You may fit all the models in a separate R/Python script or Quarto file and save/export any appropriate model objects so you can report relevant metrics or create visualizations/tables to report on the models’ performance. You should include the results of the models in the report.qmd file.

R
Python

Standard R objects can be saved to disk using readr::write_rds() or save().

# tune some complex models
tune_rf_res <- tune_grid(...)
tune_lgbm_res <- tune_grid(...)

# save a single object
write_rds(tune_rf_res, file = "output/tune_rf_res.rds")
write_rds(tune_lgbm_res, file = "output/tune_lgbm_res.rds")

# save together
save(tune_rf_res, tune_lgbm_res, file = "output/tune_results.RData")

For model fit() objects, you will likely want to butcher() the object to reduce its overall size (otherwise the file size may be hundreds of megabytes.)

# fit the best rf model
best_rf <- fit_best(tune_rf_res)
best_rf_lite <- butcher(best_rf)

Read the documentation for {butcher} for more information.
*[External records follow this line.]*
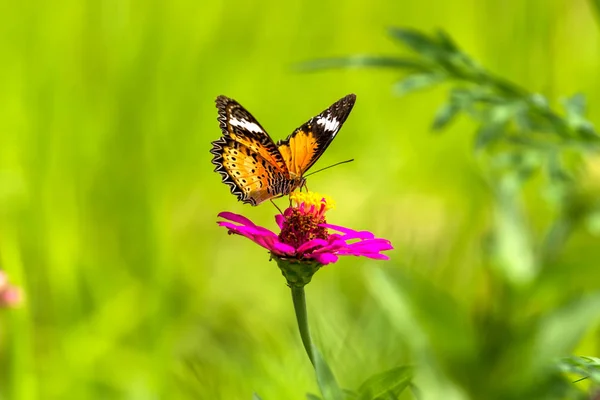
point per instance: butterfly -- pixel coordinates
(258, 169)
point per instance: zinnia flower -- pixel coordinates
(306, 241)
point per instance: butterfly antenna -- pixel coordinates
(333, 165)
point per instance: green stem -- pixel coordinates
(302, 318)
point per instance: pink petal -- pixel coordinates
(325, 258)
(349, 233)
(283, 249)
(312, 244)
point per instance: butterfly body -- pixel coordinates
(258, 169)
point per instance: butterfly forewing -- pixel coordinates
(307, 143)
(255, 168)
(238, 124)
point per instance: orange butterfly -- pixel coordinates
(254, 166)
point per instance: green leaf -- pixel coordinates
(575, 105)
(444, 115)
(325, 378)
(417, 41)
(446, 42)
(417, 82)
(386, 385)
(362, 61)
(559, 332)
(488, 133)
(587, 367)
(596, 7)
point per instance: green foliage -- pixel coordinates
(584, 367)
(387, 385)
(507, 350)
(108, 199)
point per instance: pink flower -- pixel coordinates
(306, 236)
(10, 296)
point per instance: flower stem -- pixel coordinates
(302, 318)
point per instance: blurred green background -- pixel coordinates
(108, 199)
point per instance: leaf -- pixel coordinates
(417, 41)
(588, 367)
(446, 42)
(417, 82)
(360, 61)
(444, 115)
(325, 378)
(386, 385)
(575, 105)
(596, 6)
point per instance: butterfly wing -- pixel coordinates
(246, 157)
(307, 143)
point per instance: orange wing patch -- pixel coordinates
(298, 151)
(307, 143)
(250, 177)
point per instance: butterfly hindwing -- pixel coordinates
(307, 143)
(246, 157)
(251, 178)
(257, 169)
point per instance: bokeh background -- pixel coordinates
(108, 199)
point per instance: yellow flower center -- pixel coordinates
(312, 199)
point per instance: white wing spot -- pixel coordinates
(249, 126)
(329, 124)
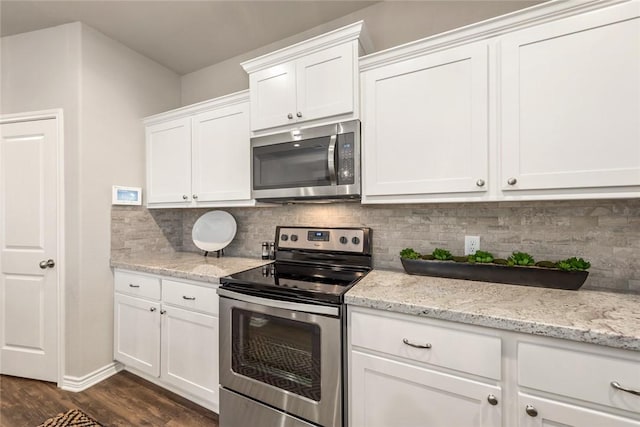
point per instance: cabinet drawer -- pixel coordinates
(580, 375)
(450, 348)
(137, 284)
(199, 298)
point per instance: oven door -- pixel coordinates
(286, 355)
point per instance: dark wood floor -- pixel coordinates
(121, 400)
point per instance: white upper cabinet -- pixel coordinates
(310, 81)
(198, 156)
(570, 104)
(542, 103)
(425, 126)
(169, 161)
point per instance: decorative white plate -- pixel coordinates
(214, 231)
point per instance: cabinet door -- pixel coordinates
(273, 96)
(326, 83)
(137, 333)
(169, 161)
(571, 102)
(190, 352)
(388, 393)
(425, 128)
(538, 412)
(221, 155)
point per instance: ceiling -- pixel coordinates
(182, 35)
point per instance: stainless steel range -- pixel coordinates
(282, 330)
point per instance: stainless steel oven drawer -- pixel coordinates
(240, 411)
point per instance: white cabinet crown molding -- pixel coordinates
(490, 28)
(190, 110)
(355, 31)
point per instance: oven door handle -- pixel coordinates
(331, 160)
(286, 305)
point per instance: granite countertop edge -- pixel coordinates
(480, 304)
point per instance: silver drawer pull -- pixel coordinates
(407, 342)
(617, 386)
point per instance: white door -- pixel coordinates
(273, 96)
(136, 333)
(28, 240)
(325, 83)
(425, 121)
(538, 412)
(386, 392)
(169, 162)
(221, 154)
(190, 352)
(571, 102)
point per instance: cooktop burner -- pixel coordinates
(312, 265)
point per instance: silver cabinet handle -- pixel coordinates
(617, 386)
(49, 263)
(409, 343)
(531, 411)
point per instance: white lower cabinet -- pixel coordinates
(472, 376)
(539, 412)
(137, 333)
(409, 372)
(167, 332)
(387, 392)
(190, 352)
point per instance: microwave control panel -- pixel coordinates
(346, 159)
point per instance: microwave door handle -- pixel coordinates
(331, 160)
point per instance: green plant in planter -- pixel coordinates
(481, 257)
(546, 264)
(573, 264)
(442, 254)
(521, 258)
(409, 253)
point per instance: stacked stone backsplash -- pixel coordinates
(605, 232)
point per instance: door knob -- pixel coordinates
(47, 264)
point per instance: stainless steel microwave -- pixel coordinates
(314, 164)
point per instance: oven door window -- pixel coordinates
(293, 164)
(280, 352)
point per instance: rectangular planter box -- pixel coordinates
(516, 275)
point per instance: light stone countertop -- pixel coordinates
(187, 265)
(602, 318)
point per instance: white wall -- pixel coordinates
(105, 90)
(389, 24)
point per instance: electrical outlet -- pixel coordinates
(471, 244)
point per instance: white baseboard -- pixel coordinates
(77, 384)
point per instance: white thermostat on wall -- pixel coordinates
(126, 195)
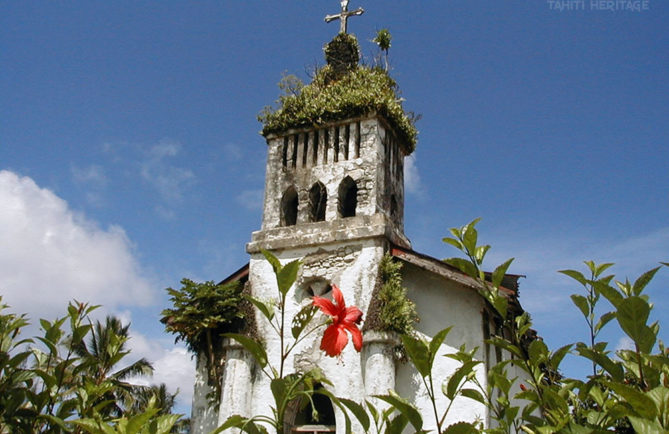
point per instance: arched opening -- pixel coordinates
(348, 197)
(305, 420)
(289, 207)
(318, 198)
(393, 206)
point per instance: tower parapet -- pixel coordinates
(335, 167)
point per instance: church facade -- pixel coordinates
(334, 199)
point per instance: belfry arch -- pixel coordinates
(318, 198)
(289, 204)
(348, 197)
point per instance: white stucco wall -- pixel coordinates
(353, 267)
(204, 416)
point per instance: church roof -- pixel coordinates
(509, 286)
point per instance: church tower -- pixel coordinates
(334, 200)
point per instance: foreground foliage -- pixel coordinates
(69, 379)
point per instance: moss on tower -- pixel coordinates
(340, 90)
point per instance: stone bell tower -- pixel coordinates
(334, 199)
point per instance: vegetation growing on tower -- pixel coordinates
(340, 90)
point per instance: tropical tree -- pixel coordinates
(103, 353)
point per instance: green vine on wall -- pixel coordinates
(340, 90)
(391, 309)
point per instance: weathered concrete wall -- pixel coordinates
(441, 303)
(204, 416)
(363, 149)
(353, 267)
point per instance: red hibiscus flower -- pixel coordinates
(343, 318)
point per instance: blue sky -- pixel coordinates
(131, 158)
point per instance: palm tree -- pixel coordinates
(102, 354)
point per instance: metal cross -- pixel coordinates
(343, 15)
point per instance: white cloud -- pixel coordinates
(169, 180)
(93, 174)
(624, 343)
(539, 257)
(51, 255)
(411, 176)
(251, 199)
(233, 151)
(173, 366)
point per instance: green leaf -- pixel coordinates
(642, 425)
(418, 353)
(461, 428)
(436, 342)
(643, 280)
(582, 304)
(450, 388)
(245, 424)
(538, 352)
(287, 276)
(463, 265)
(453, 242)
(279, 389)
(481, 252)
(611, 294)
(302, 319)
(501, 304)
(632, 315)
(642, 404)
(253, 347)
(500, 272)
(397, 424)
(612, 368)
(473, 394)
(274, 262)
(267, 309)
(358, 411)
(404, 407)
(603, 320)
(559, 355)
(136, 423)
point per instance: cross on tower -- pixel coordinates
(343, 15)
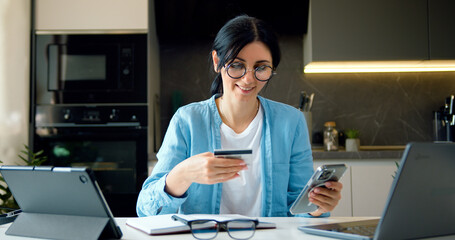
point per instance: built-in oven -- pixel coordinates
(110, 139)
(91, 68)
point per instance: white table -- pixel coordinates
(286, 228)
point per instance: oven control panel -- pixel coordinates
(110, 116)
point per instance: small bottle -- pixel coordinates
(330, 137)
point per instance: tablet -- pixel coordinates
(59, 202)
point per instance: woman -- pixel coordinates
(188, 178)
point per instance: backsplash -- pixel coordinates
(387, 108)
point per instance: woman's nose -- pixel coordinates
(249, 76)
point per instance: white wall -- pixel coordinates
(14, 77)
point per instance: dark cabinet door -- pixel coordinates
(442, 29)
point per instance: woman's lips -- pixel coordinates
(245, 89)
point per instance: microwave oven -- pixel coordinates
(90, 68)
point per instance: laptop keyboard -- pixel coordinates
(364, 230)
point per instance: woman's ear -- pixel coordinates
(216, 60)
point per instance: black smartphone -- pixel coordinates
(323, 174)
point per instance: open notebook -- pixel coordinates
(420, 203)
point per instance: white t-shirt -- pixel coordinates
(243, 195)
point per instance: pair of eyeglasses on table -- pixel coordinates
(205, 229)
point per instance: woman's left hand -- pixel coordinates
(326, 198)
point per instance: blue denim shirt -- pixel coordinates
(287, 162)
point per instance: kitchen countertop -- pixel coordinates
(366, 152)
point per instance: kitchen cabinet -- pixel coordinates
(441, 29)
(366, 185)
(357, 30)
(91, 15)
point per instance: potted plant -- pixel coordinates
(7, 202)
(352, 140)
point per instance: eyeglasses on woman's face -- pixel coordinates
(262, 73)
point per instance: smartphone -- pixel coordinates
(244, 154)
(323, 174)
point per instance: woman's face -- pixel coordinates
(247, 87)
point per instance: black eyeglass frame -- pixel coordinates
(220, 224)
(255, 71)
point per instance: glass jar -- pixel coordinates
(330, 137)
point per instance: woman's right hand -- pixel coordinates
(203, 168)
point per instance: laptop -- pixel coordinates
(421, 202)
(59, 203)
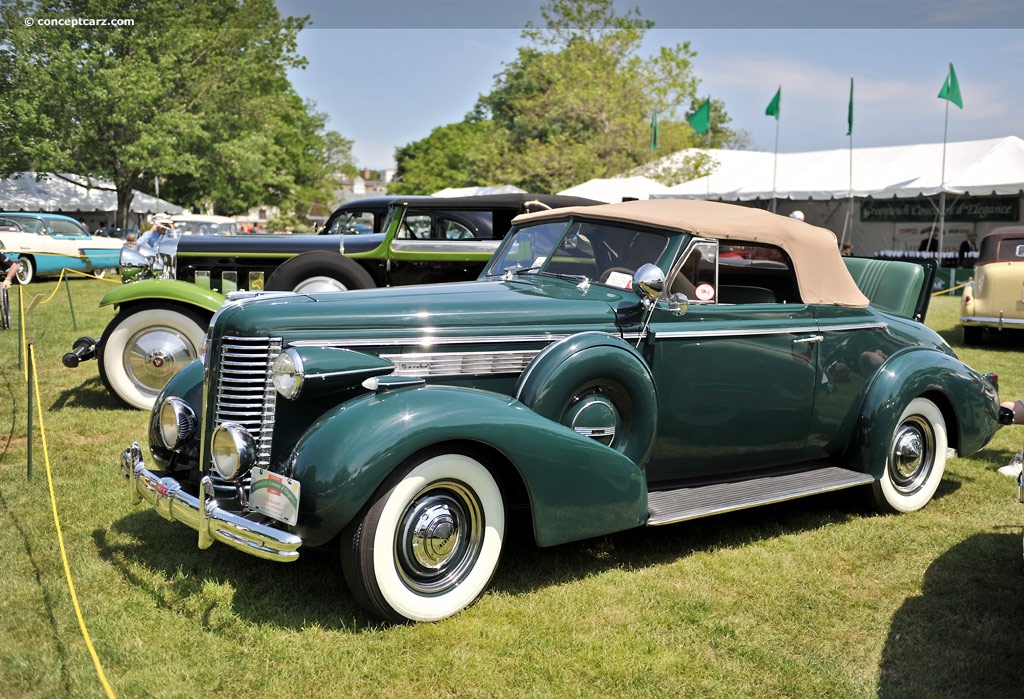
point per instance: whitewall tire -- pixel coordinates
(428, 542)
(916, 460)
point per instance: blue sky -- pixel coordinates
(388, 72)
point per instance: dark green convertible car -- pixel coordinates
(614, 366)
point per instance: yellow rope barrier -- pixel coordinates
(56, 522)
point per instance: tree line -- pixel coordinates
(198, 95)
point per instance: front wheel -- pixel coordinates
(144, 346)
(26, 270)
(916, 460)
(428, 543)
(316, 272)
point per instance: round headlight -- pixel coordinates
(288, 373)
(177, 423)
(232, 450)
(133, 264)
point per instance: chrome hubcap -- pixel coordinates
(439, 537)
(910, 457)
(155, 355)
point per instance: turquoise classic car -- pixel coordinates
(622, 365)
(47, 244)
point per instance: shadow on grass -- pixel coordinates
(526, 568)
(964, 636)
(90, 393)
(162, 559)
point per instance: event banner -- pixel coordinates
(927, 209)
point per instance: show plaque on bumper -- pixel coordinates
(203, 514)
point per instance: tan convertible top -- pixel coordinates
(820, 272)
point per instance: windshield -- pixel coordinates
(350, 223)
(601, 252)
(206, 227)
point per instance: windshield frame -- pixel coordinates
(547, 248)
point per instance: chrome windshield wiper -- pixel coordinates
(512, 271)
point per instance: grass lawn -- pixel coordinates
(816, 598)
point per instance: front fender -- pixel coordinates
(165, 290)
(578, 487)
(968, 401)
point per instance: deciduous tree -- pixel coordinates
(576, 103)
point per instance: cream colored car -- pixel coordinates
(994, 298)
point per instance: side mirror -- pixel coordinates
(648, 281)
(679, 304)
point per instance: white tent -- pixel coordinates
(616, 188)
(69, 193)
(976, 168)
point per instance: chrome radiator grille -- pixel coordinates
(245, 392)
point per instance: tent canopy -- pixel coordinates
(614, 189)
(478, 191)
(72, 193)
(978, 168)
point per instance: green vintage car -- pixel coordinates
(177, 281)
(576, 382)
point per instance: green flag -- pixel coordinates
(849, 113)
(772, 110)
(700, 120)
(950, 89)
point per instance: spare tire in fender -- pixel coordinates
(599, 386)
(320, 271)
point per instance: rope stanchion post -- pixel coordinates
(31, 401)
(108, 690)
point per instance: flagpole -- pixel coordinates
(708, 154)
(942, 185)
(849, 209)
(774, 169)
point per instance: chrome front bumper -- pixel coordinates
(212, 523)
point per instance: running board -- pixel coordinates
(684, 504)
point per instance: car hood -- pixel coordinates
(294, 244)
(537, 306)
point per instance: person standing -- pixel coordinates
(9, 268)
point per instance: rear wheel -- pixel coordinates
(916, 460)
(428, 543)
(144, 346)
(26, 269)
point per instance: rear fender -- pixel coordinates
(164, 290)
(578, 487)
(968, 401)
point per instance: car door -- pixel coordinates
(437, 246)
(735, 380)
(68, 239)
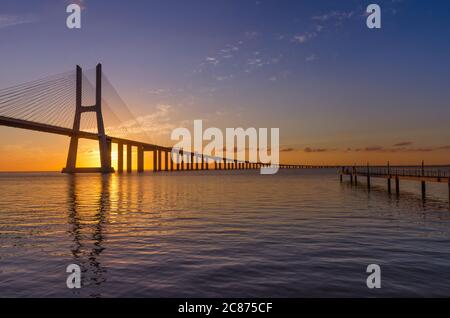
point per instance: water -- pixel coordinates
(230, 234)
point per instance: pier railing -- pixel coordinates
(421, 174)
(429, 172)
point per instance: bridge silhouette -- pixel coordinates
(55, 105)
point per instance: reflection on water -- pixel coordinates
(297, 234)
(79, 219)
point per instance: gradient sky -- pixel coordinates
(339, 92)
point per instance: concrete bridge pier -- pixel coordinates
(423, 186)
(159, 160)
(120, 157)
(129, 161)
(389, 185)
(140, 159)
(166, 160)
(155, 160)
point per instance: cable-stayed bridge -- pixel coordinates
(68, 104)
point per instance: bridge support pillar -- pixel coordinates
(103, 141)
(129, 160)
(166, 161)
(140, 159)
(120, 157)
(423, 190)
(159, 160)
(155, 160)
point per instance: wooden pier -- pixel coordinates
(420, 174)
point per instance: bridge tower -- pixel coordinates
(104, 142)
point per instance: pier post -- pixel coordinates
(120, 157)
(129, 160)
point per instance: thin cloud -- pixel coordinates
(334, 15)
(13, 20)
(403, 144)
(310, 150)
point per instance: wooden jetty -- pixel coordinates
(420, 174)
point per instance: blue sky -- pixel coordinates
(312, 68)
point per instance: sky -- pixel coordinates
(340, 93)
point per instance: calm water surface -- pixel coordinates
(239, 234)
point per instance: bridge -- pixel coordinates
(55, 105)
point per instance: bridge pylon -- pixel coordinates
(104, 142)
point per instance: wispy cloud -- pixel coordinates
(311, 58)
(7, 20)
(304, 37)
(403, 144)
(334, 16)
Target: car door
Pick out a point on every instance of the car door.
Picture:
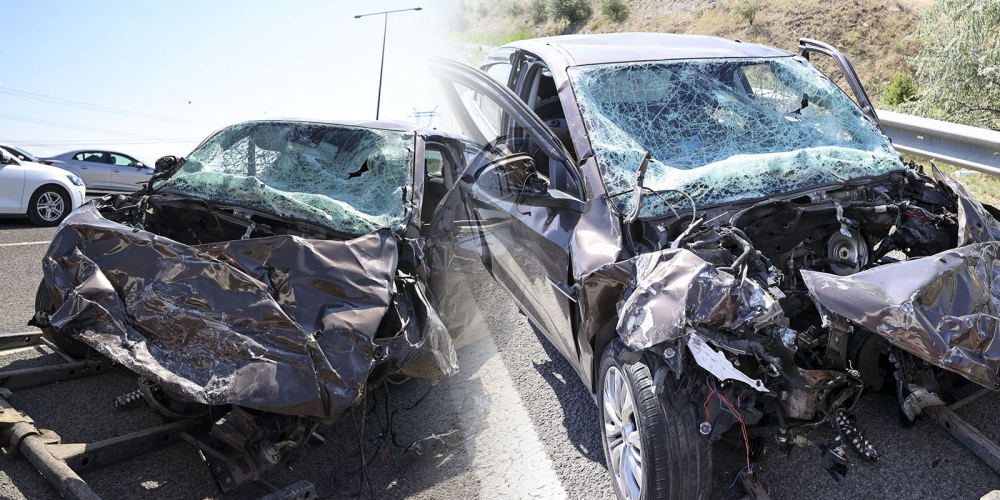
(11, 185)
(127, 173)
(526, 196)
(95, 169)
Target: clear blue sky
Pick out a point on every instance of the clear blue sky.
(203, 65)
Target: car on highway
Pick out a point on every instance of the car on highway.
(103, 171)
(712, 231)
(45, 194)
(19, 153)
(263, 283)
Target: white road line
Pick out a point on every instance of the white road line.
(508, 456)
(46, 242)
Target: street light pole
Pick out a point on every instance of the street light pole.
(385, 28)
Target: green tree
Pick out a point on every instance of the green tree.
(570, 10)
(537, 9)
(959, 66)
(747, 9)
(902, 89)
(615, 9)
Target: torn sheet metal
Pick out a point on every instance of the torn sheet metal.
(717, 364)
(281, 324)
(944, 308)
(675, 288)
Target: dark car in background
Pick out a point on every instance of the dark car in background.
(712, 231)
(262, 284)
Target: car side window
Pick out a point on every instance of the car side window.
(435, 162)
(93, 157)
(513, 158)
(499, 72)
(122, 161)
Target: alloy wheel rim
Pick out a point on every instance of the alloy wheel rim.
(621, 431)
(50, 206)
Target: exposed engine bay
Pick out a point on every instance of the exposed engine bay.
(792, 308)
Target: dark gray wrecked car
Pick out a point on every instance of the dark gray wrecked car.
(712, 232)
(263, 282)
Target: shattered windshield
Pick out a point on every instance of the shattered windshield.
(352, 179)
(722, 130)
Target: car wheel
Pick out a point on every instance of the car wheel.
(69, 345)
(653, 450)
(49, 206)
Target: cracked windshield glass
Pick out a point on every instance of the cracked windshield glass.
(351, 179)
(723, 130)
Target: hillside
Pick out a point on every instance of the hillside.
(872, 33)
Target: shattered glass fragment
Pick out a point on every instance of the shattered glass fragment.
(352, 179)
(723, 130)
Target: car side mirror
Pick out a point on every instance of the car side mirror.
(553, 199)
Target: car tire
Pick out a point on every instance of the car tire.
(49, 205)
(69, 345)
(676, 462)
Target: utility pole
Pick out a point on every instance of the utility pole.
(385, 27)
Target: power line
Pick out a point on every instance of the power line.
(70, 126)
(24, 142)
(96, 107)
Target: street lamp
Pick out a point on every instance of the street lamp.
(378, 102)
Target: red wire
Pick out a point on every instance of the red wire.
(746, 440)
(705, 405)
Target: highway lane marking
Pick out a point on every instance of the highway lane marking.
(25, 243)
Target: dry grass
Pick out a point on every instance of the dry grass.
(985, 187)
(870, 32)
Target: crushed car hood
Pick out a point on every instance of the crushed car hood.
(281, 324)
(944, 308)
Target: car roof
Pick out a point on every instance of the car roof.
(580, 50)
(395, 125)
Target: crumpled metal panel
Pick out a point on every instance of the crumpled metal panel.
(281, 324)
(675, 289)
(944, 308)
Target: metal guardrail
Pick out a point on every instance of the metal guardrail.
(970, 147)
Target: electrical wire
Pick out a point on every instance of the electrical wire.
(39, 121)
(732, 410)
(94, 107)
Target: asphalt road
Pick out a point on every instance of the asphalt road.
(525, 427)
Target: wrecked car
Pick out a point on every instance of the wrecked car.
(712, 232)
(263, 283)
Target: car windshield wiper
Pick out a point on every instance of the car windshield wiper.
(640, 176)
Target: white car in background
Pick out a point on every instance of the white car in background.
(45, 194)
(19, 153)
(103, 170)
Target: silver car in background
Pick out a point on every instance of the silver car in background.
(103, 170)
(19, 153)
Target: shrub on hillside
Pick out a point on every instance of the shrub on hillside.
(747, 9)
(959, 66)
(902, 89)
(570, 10)
(537, 10)
(615, 9)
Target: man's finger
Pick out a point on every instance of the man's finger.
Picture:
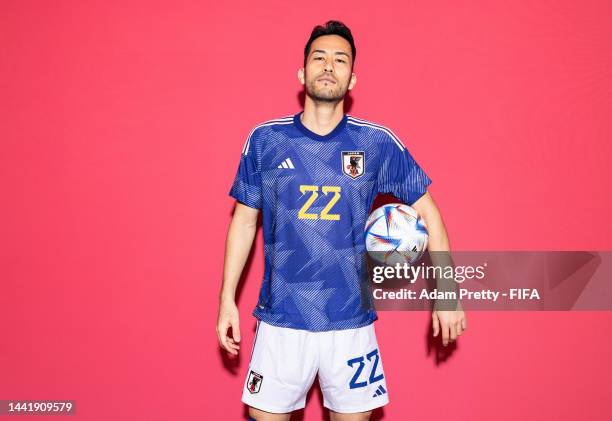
(445, 335)
(436, 325)
(222, 333)
(453, 332)
(236, 331)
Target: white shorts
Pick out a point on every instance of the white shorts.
(284, 363)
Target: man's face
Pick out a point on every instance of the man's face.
(328, 72)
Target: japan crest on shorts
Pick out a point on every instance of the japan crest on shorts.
(254, 382)
(353, 163)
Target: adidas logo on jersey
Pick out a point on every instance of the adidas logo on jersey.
(287, 164)
(380, 391)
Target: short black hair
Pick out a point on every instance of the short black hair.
(332, 27)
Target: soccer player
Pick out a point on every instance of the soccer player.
(314, 176)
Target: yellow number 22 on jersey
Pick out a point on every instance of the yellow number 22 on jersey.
(314, 193)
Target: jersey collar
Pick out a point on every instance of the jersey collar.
(313, 135)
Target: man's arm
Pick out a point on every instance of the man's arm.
(238, 244)
(452, 323)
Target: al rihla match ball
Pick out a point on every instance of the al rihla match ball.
(395, 233)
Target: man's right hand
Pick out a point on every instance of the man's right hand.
(228, 318)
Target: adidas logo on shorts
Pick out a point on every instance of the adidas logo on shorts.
(287, 164)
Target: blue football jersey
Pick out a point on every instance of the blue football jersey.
(315, 193)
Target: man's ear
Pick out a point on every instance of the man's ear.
(353, 81)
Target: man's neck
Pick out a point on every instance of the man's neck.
(322, 117)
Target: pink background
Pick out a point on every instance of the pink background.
(121, 128)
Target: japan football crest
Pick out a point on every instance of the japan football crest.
(353, 163)
(254, 382)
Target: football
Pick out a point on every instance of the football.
(394, 233)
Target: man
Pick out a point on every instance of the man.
(315, 175)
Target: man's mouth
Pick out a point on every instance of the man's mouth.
(323, 79)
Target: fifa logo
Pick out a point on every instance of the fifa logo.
(254, 382)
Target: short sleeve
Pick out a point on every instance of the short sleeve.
(399, 173)
(247, 184)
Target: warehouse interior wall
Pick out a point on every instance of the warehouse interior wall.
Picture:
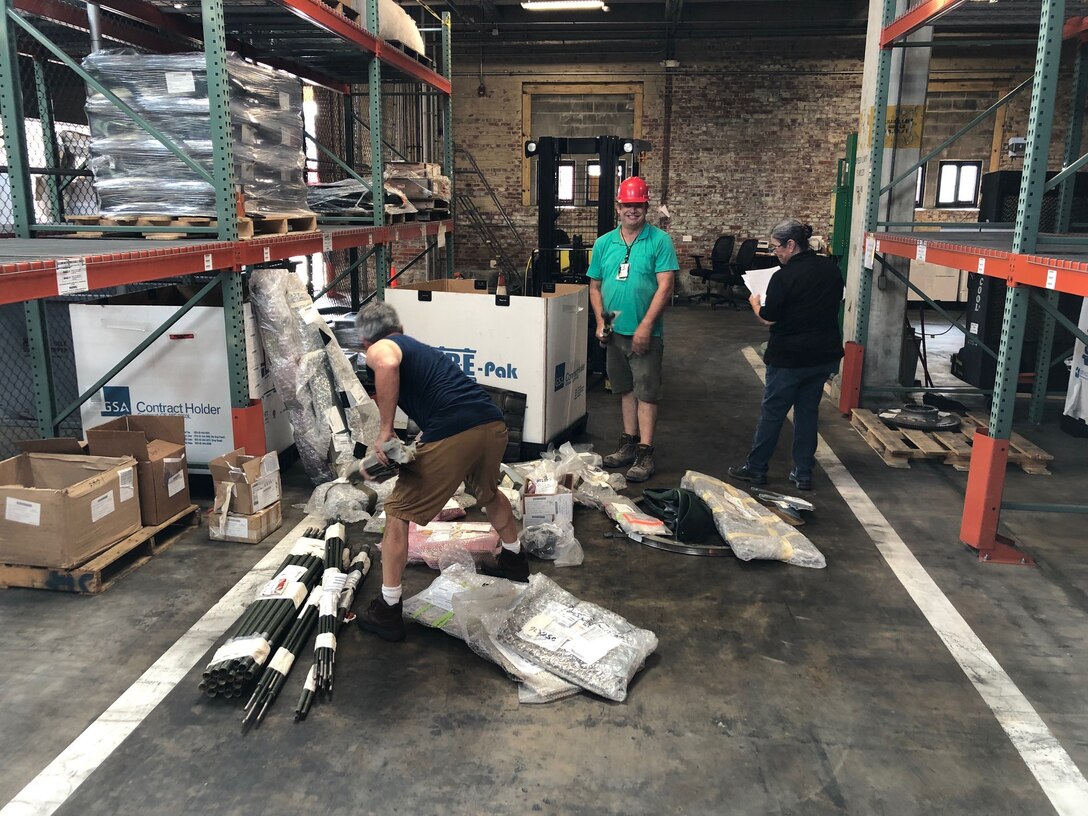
(756, 130)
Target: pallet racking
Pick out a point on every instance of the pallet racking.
(332, 51)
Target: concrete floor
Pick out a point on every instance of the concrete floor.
(775, 689)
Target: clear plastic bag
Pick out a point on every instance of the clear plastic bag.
(581, 642)
(750, 529)
(553, 543)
To save and load scikit-learn models for later use (e.g., generating predictions in a different script), use the joblib or pickle libraries.

Fit your model and save it using pickle.dump().

from sklearn import ensemble
from sklearn import datasets

# fit the model
clf = ensemble.HistGradientBoostingClassifier()
X, y = datasets.load_iris(return_X_y=True)
clf.fit(X, y)

# Here you can replace pickle with joblib
from pickle import dump
with open("filename.pkl", "wb") as f:
    dump(clf, f, protocol=5)

In another script, load the model with pickle.load() and use .predict() as usual.

# Here you can replace pickle with joblib
from pickle import load
with open("filename.pkl", "rb") as f:
    clf = load(f)

This approach preserves the model state and allows you to generate predictions in any script after loading.

Evaluation criteria

Category	Less developed projects	Typical projects	More developed projects
Objectives	Objective is not clearly stated or significantly limits potential analysis.	Clearly states the objective(s), which have moderate potential for relevant impact.	Clearly states complex objective(s) that leads to significant potential for relevant impact.
Data description	Simple description of some aspects of the dataset, little consideration for sources. The description is missing answers to applicable questions detailed in the “Datasheets for Datasets” paper.	Answers all relevant questions in the “Datasheets for Datasets” paper.	All expectations of typical projects + credits and values data sources.
Decisions based on EDA	Identifies minimal actions taken during the modeling stage based on the results of the EDA. Actions are unlikely to effect predictions.	Identifies concrete actions taken during the modeling stage based on the results of the EDA.	All expectations of typical projects + actions demonstrate deliberate and careful analysis of the exploratory analysis.
Resampling strategy	Does not use resampling methods (or an inappropriate method) to ensure robust model evaluation.	Selects an appropriate resampling strategy.	All expectations of typical projects + provides a thorough justification for the resampling strategy.
Modeling strategies	Includes only simplistic models. Does not demonstrate understanding of the types of models covered in the course. Feature engineering steps are non-existent. Does not select evaluation metrics or metrics are not appropriate to the objective(s) + models.	Identifies several modeling strategies which could generate a high-performance model. Documents relevant feature engineering steps to be evaluate for specific modeling strategies. Steps are selectively applied to appropriate models. Evaluation metrics are appropriate for the objective(s) + models.	All expectations of typical projects + provides thorough explanation for the models/feature engineering/metrics. Shows care in selecting their methods.
Initial results	Only reports results of null model. Results are presented in a disjointed or uninterpretable manner.	Reports the results of some (but not all) of their modeling strategies. Results are presented in a clear and interpretable manner.	Reports the results of the majority of their modeling strategies. Results are effectively communicated through the use of tables and/or figures.